The intraosseous access device (IO) has been a lifesaver by providing vascular access in patients who are difficult IV sticks. In some cases, it is even difficult to draw blood in these patients by a direct venipuncture. So is it okay to send IO blood to the lab for analysis during a trauma resuscitation?

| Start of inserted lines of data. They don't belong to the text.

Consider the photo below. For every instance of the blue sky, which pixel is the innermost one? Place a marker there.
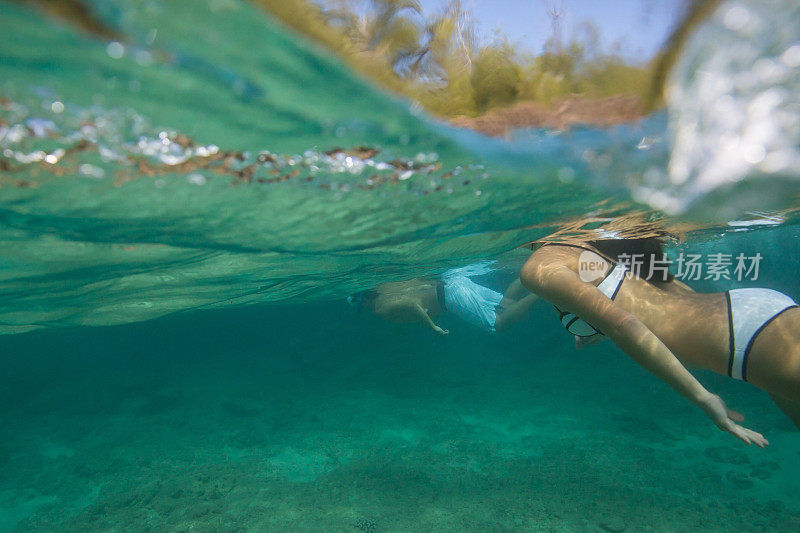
(640, 26)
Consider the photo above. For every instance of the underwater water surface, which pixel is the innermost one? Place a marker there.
(183, 212)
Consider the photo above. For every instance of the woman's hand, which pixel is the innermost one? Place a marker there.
(726, 419)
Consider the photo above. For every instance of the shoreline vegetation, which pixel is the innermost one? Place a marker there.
(440, 64)
(491, 87)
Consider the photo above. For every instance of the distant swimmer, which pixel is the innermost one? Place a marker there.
(423, 300)
(749, 334)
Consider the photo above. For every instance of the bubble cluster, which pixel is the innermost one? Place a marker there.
(94, 144)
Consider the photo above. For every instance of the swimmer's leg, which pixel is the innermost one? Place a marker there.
(791, 408)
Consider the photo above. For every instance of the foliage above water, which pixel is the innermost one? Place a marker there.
(440, 63)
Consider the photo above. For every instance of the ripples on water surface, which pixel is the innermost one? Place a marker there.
(211, 160)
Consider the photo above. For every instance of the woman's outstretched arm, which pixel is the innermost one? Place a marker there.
(563, 287)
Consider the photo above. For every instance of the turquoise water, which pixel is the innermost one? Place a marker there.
(183, 212)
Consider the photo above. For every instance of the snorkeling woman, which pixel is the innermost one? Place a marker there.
(749, 334)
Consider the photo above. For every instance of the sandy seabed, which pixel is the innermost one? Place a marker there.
(255, 421)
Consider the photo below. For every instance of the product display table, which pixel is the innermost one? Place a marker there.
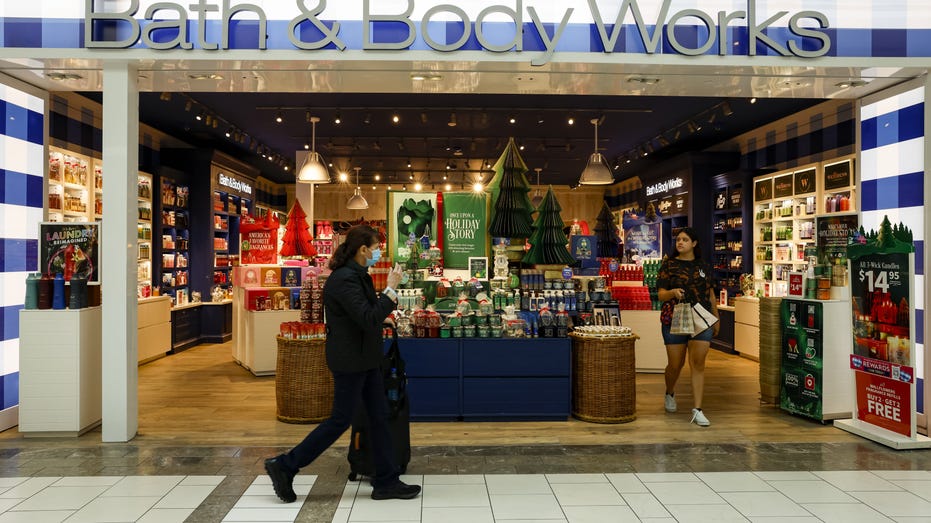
(60, 375)
(604, 385)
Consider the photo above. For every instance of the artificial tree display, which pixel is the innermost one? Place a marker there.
(297, 240)
(509, 189)
(548, 241)
(607, 233)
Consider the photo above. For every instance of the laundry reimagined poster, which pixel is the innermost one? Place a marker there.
(465, 228)
(642, 235)
(71, 249)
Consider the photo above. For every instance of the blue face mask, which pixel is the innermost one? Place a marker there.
(376, 255)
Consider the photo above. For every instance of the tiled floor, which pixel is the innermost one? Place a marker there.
(797, 496)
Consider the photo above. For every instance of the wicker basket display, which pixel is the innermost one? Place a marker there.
(604, 388)
(303, 382)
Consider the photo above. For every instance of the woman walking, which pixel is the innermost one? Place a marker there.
(354, 351)
(684, 277)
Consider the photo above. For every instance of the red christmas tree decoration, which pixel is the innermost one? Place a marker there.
(297, 240)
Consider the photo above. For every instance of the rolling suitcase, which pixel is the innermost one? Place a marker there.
(361, 457)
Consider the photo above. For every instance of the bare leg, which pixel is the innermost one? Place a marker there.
(675, 354)
(698, 351)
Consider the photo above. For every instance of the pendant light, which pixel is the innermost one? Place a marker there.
(313, 170)
(537, 195)
(596, 171)
(357, 201)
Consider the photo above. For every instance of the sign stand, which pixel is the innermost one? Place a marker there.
(883, 321)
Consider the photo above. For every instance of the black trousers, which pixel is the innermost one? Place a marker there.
(349, 389)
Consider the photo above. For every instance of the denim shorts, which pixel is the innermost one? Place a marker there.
(682, 339)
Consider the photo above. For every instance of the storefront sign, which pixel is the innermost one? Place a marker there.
(804, 182)
(175, 25)
(235, 184)
(763, 190)
(465, 227)
(837, 176)
(70, 249)
(782, 186)
(259, 242)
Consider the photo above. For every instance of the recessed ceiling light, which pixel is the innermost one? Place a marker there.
(61, 77)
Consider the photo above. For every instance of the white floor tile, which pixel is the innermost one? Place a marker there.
(919, 488)
(457, 515)
(526, 506)
(185, 497)
(705, 513)
(896, 504)
(627, 483)
(166, 515)
(734, 482)
(812, 492)
(202, 481)
(587, 494)
(368, 509)
(666, 477)
(646, 506)
(114, 509)
(576, 478)
(87, 481)
(684, 493)
(46, 516)
(764, 504)
(892, 475)
(61, 498)
(845, 513)
(785, 476)
(453, 479)
(143, 486)
(29, 487)
(455, 496)
(517, 484)
(618, 514)
(856, 481)
(262, 514)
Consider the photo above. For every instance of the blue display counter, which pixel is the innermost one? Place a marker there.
(488, 378)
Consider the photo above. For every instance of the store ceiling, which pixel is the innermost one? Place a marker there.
(424, 144)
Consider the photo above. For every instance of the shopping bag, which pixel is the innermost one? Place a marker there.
(702, 319)
(682, 322)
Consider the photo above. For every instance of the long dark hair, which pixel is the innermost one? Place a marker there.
(356, 238)
(690, 232)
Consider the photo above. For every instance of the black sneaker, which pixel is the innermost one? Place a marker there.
(281, 479)
(399, 490)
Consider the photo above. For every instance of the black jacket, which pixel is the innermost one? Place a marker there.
(354, 316)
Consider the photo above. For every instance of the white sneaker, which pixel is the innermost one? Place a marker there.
(698, 417)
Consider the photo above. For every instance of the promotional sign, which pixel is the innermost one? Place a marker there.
(642, 236)
(412, 225)
(70, 249)
(802, 357)
(465, 226)
(259, 241)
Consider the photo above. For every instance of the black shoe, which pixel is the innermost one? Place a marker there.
(399, 490)
(281, 479)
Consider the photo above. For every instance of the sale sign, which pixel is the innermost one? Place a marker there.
(884, 402)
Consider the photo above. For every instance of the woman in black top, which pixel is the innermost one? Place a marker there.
(684, 277)
(354, 349)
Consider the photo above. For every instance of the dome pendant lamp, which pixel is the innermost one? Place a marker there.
(313, 170)
(596, 171)
(357, 201)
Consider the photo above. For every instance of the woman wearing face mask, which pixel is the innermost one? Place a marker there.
(684, 277)
(354, 349)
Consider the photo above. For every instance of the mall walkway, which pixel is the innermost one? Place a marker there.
(206, 425)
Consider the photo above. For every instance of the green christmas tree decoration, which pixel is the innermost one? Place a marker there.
(509, 189)
(606, 231)
(548, 242)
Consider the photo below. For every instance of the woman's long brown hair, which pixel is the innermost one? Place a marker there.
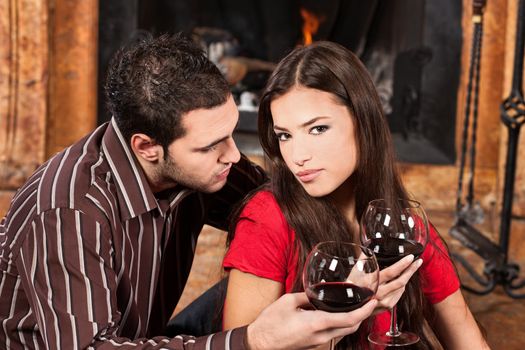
(330, 67)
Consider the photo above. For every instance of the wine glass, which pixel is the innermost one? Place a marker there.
(340, 276)
(393, 230)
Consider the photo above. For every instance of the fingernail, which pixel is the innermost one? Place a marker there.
(410, 257)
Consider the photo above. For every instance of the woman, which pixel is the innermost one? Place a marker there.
(322, 127)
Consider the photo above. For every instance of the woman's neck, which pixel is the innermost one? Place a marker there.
(344, 199)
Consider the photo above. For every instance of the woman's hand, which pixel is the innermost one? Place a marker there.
(285, 325)
(392, 282)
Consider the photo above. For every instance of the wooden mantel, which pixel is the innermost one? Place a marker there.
(48, 65)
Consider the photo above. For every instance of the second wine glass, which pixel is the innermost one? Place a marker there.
(340, 277)
(393, 230)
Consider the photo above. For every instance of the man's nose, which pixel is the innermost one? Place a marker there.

A study using 10 volunteers was published last year (imagine volunteering to have an IO needle placed)! All IO devices were inserted in the proximal humerus. Here is a summary of the results comparing IO and IV blood:
- Hemoglobin / hematocrit – good correlation
- White blood cell count – no correlation
- Platelet count – no correlation
- Sodium – no correlation but within 5% of IV value
- Potassium – no correlation
- Choloride – good correlation
- Serum CO2 – no correlation
- Calcium – no correlation but within 10% of IV value
- Glucose – good correlation
- BUN / Creatinine – good correlation
Bottom line: Intraosseous blood can be used if blood from arterial or venous puncture is not available. Discarding the first 2cc of marrow aspirated improves the accuracy of the lab results obtained. The important tests (hemoglobin/hematocrit, glucose) are reasonably accurate, as are Na, Cl, BUN, and creatinine. The use of IO blood for type and cross is not yet widely accepted by blood banks, but can be used until other blood is available.
Reference: A new study of intraosseous blood for laboratory analysis. Arch Path Lab Med 134(9):1253-1260, 2010.